Сказать «большое несчастье» значило бы, может быть, преувеличить, но даже рассудительные люди согласятся, что случившееся может быть названо «хорошо рассчитанным ударом по голове».
И ведь глупо же! Как все мои печали, впрочем. Я послала на выставку свою картину, рассчитывая, что последний срок приема – 20 августа, а оказывается, что срок истекает не 20-го, а 16-го, сегодня.
У меня щекотанье в носу, боль в спине и отяжелевшие руки. Что-нибудь в этом роде должны чувствовать люди, которых сильно отколотили.
Ввиду всего этого, чтобы выплакать все свои печали, я запрятываюсь в кабинет – единственное довольно плачевное место, где я могу оставаться одна, не будучи заподозренной. Если бы я заперлась в своей комнате, все сейчас догадались бы, в чем дело, – после такого удара. Кажется, это в первый раз, что мне приходится прятаться, чтобы выплакаться до дна с закрытыми глазами и гримасами, как у детей или дикарей.
Ну, а потом сижу себе в мастерской, пока глаза не придут в нормальное состояние.
Я плакала раз в объятиях мамы, и это разделенное страдание оставило во мне на несколько месяцев чувство такого жестокого унижения, что я никогда ни при ком не буду больше плакать от горя. Можно плакать перед кем угодно от досады или по поводу смерти Гамбетты, но излить перед другими всю свою слабость, свое Божество, свое ничтожество, свое унижение – никогда! Если это и облегчает на минуту, зато потом раскаиваешься в этом, как в ненужном признании.
И в то же время, как я плакала в вышеозначенном месте, я вдруг отыскала взгляд моей Магдалины: она не глядит на гробницу, она никуда не глядит, как я сию минуту. Глаза широко раскрыты – как всегда после слез… Наконец-то, наконец, наконец!
Никто не хочет верить в мою застенчивость, а между тем она легко объясняется избытком гордости.
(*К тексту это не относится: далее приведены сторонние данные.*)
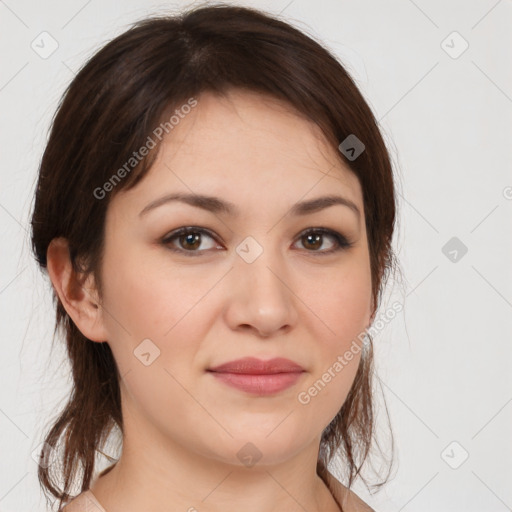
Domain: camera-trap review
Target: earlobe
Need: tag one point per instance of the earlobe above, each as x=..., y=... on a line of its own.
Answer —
x=78, y=296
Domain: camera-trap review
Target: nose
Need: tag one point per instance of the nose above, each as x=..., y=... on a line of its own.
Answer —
x=260, y=297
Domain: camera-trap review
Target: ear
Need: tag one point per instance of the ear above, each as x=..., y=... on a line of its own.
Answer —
x=79, y=296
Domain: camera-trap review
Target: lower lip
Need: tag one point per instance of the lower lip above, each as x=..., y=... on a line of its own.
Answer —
x=266, y=384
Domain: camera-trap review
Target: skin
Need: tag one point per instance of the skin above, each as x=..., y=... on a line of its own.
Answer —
x=183, y=427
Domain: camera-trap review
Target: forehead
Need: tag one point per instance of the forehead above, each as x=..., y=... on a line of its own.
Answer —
x=248, y=148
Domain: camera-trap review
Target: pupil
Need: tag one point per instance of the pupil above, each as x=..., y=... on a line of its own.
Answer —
x=190, y=239
x=315, y=239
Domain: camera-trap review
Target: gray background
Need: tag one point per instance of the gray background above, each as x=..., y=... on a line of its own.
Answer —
x=444, y=361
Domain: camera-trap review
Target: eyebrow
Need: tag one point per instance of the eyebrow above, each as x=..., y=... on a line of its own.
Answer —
x=220, y=206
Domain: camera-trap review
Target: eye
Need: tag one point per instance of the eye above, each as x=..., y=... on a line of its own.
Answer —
x=188, y=239
x=313, y=238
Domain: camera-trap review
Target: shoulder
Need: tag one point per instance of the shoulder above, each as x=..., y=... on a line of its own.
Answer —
x=82, y=503
x=350, y=501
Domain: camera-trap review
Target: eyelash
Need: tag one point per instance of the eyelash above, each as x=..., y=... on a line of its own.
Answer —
x=341, y=241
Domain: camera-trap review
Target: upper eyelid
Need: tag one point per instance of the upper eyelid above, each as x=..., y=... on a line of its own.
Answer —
x=184, y=229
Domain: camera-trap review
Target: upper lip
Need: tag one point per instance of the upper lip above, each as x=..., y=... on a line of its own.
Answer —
x=254, y=366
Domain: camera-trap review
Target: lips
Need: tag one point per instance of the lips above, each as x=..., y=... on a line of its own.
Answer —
x=254, y=366
x=258, y=377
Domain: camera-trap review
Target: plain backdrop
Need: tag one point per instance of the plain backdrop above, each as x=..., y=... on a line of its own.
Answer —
x=437, y=75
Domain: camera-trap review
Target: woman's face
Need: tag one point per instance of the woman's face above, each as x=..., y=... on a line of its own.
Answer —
x=256, y=281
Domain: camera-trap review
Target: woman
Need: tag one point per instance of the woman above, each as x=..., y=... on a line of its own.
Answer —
x=215, y=208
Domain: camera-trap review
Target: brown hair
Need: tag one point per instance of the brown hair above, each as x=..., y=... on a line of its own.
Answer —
x=108, y=111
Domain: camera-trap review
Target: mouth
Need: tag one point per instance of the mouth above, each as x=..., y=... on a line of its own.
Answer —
x=258, y=377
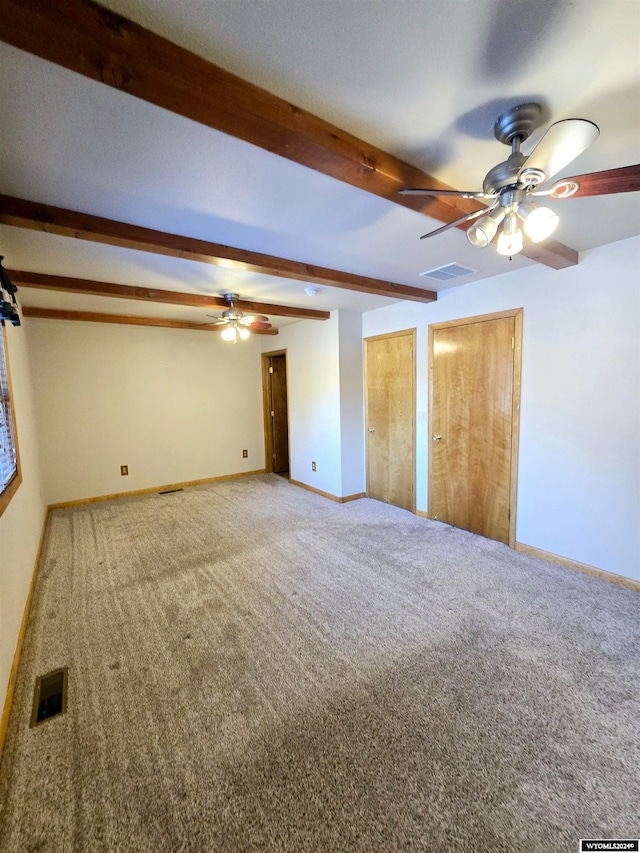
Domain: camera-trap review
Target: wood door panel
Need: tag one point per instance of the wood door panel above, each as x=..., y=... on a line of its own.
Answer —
x=472, y=405
x=390, y=379
x=280, y=418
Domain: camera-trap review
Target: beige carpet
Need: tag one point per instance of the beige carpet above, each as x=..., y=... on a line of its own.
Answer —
x=255, y=668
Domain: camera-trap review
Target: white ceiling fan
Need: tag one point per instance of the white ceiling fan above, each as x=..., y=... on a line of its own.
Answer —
x=511, y=188
x=237, y=324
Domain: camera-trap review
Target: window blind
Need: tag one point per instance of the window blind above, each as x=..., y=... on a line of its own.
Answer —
x=8, y=458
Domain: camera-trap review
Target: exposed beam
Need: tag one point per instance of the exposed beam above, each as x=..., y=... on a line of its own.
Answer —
x=122, y=319
x=84, y=37
x=64, y=284
x=70, y=223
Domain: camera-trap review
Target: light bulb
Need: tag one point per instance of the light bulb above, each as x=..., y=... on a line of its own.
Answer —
x=540, y=224
x=510, y=241
x=229, y=334
x=482, y=232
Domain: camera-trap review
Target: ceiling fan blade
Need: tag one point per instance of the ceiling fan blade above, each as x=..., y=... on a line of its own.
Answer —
x=561, y=144
x=623, y=180
x=458, y=193
x=249, y=319
x=462, y=219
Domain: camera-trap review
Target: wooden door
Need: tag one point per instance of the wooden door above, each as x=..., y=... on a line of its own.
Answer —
x=274, y=377
x=390, y=406
x=473, y=423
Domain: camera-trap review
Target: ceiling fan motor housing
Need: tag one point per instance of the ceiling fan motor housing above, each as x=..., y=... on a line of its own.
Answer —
x=504, y=174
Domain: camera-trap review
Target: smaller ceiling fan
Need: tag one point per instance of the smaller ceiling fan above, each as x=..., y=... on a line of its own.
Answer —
x=238, y=325
x=510, y=187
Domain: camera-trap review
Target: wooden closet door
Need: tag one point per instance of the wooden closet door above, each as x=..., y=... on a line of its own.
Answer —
x=471, y=442
x=390, y=404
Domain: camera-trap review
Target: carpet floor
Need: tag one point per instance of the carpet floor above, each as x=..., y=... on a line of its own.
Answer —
x=253, y=667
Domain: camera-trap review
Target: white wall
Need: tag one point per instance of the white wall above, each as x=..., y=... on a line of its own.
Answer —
x=326, y=409
x=22, y=522
x=579, y=459
x=313, y=384
x=351, y=403
x=174, y=405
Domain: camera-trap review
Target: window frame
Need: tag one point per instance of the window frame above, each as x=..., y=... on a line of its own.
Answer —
x=12, y=486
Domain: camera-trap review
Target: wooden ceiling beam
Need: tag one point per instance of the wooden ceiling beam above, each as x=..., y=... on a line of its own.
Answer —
x=64, y=284
x=123, y=319
x=70, y=223
x=87, y=38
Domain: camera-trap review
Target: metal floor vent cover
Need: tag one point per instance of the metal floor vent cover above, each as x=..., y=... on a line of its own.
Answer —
x=49, y=696
x=447, y=272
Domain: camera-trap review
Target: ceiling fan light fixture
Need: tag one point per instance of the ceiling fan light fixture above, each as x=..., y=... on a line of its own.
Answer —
x=229, y=334
x=510, y=241
x=539, y=222
x=482, y=232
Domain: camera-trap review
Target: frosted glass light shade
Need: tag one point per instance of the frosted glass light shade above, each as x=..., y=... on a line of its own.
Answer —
x=229, y=334
x=482, y=232
x=510, y=241
x=540, y=224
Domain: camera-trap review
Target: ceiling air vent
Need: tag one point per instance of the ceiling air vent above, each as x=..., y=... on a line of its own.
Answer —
x=447, y=272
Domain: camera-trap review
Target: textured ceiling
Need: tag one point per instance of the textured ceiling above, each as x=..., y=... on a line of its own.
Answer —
x=424, y=81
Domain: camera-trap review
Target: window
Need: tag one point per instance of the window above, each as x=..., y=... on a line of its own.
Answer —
x=10, y=477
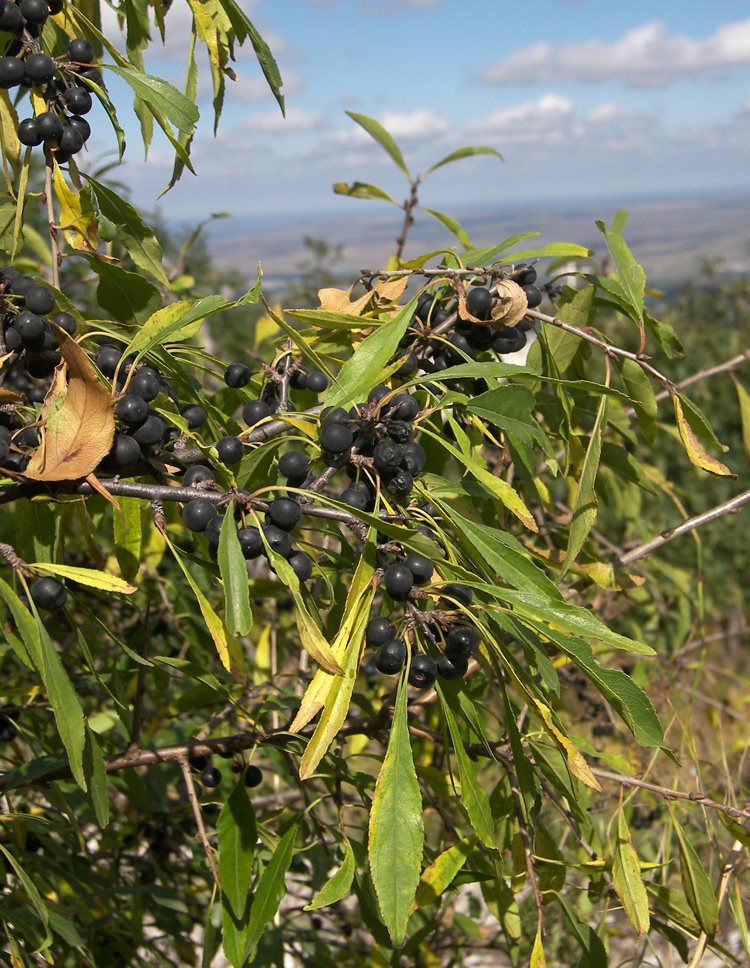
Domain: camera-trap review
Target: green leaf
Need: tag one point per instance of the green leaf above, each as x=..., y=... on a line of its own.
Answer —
x=126, y=296
x=642, y=396
x=743, y=399
x=230, y=653
x=363, y=190
x=451, y=224
x=168, y=322
x=34, y=896
x=386, y=142
x=505, y=555
x=473, y=795
x=540, y=614
x=626, y=877
x=85, y=576
x=625, y=696
x=698, y=890
x=437, y=878
x=128, y=536
x=137, y=239
x=244, y=28
x=62, y=696
x=237, y=835
x=496, y=486
x=95, y=772
x=360, y=373
x=511, y=408
x=396, y=826
x=592, y=947
x=630, y=274
x=468, y=152
x=692, y=445
x=37, y=530
x=160, y=95
x=339, y=884
x=233, y=568
x=270, y=890
x=584, y=512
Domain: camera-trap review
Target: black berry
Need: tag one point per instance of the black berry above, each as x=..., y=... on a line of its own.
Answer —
x=197, y=513
x=49, y=594
x=390, y=657
x=398, y=581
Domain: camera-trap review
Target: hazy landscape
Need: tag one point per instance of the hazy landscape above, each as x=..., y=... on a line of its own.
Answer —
x=669, y=236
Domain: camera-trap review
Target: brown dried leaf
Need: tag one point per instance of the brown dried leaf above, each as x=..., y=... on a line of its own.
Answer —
x=511, y=305
x=78, y=421
x=338, y=301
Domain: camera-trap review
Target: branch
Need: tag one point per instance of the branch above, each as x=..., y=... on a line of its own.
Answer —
x=729, y=507
x=735, y=813
x=609, y=348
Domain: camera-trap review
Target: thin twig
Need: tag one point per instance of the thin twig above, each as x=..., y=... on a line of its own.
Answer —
x=202, y=836
x=54, y=252
x=728, y=507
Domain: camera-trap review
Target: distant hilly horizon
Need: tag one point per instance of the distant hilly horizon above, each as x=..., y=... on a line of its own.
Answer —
x=669, y=236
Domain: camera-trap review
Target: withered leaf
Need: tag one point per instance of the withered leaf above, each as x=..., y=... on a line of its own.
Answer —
x=10, y=396
x=78, y=421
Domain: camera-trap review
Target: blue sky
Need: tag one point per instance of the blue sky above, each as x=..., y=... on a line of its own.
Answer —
x=582, y=98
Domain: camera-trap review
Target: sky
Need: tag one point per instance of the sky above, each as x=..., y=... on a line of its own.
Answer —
x=582, y=98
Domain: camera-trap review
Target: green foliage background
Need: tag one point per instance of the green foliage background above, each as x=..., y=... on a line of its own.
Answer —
x=575, y=798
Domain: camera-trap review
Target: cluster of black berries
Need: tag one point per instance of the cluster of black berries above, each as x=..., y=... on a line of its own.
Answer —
x=238, y=375
x=210, y=776
x=282, y=515
x=62, y=83
x=26, y=310
x=376, y=435
x=466, y=339
x=459, y=642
Я чувствую настоящий страх, ужас и отчаяние, когда приходится просить; нужно, чтобы люди сами предложили мне. В какую-нибудь необыкновенную минуту я решаюсь попросить, но из этого никогда ничего не выходит: вечно попрошу слишком поздно или совсем некстати.
Я бледнею и краснею несколько раз прежде, чем осмеливаюсь заявить о своем желании выставить или написать какую-нибудь картину; мне кажется, что все смеются надо мной, что я ничего не знаю, что я притязательна и смешна.
Когда глядят (
Я пою, луна светит через большое окно мастерской; все так хорошо.
Счастье, должно быть, возможно. Да, если только есть возможность полюбить. Полюбить кого?
Нет, я умру только около 40 лет, как m-lle С.; к 35 годам я разболеюсь окончательно и в 36–37 лет окончу свои дни зимой, в своей постели. А мое завещание? Я ограничусь в нем просьбой статуи и картины – Сен-Марсо и Жюля Бастьен-Лепажа – поместить в какой-нибудь парижской часовне, окруженной цветами, стоящей на видном месте; и в каждую годовщину пусть исполняют надо мной мессы Верди и Перголезе и другие вещи – лучшими певцами Парижа.
Впрочем, я хочу еще основать стипендию для художников – женщин и мужчин.
Но вместо того, чтобы заниматься всем этим, я хочу жить… Но у меня нет гения, и в конце концов все-таки лучше умереть…
Я дала на лотерею в пользу Искии моего «Рыбака на ловле»; все выигрыши выставлены в зале Petit. Он таки очень недурен – мой рыбак, и вода – совсем хороша. Вот не воображала-то! О, рамка! О, обстановка! Все мы какие-то безумцы! Зачем работать над произведениями искусства; толпа ведь ровно ничего в нем не смыслит. И однако ты ведь любишь толпу, друг любезный? Да, т. е. я желаю составить себе всеми признанную репутацию, чтобы возбуждать в людях еще больший восторг и удивление.
Я кашляю все время, несмотря на жару; а сегодня, после полудня, в то время, как мой натурщик отдыхал, я впала в какое-то полузабытье, сидя на диване, и вдруг я представилась себе лежащей с большой восковой свечой в изголовье.
Так вот какова будет развязка всех моих треволнений. Умереть! Я так боюсь.
И я не хочу. Это ужасно. Я не знаю, как это делается у разных счастливцев, но я поистине достойна сожаления… Без Бога нет ни поэзии, ни глубоких чувств, ни гения, ни любви, ни честолюбия.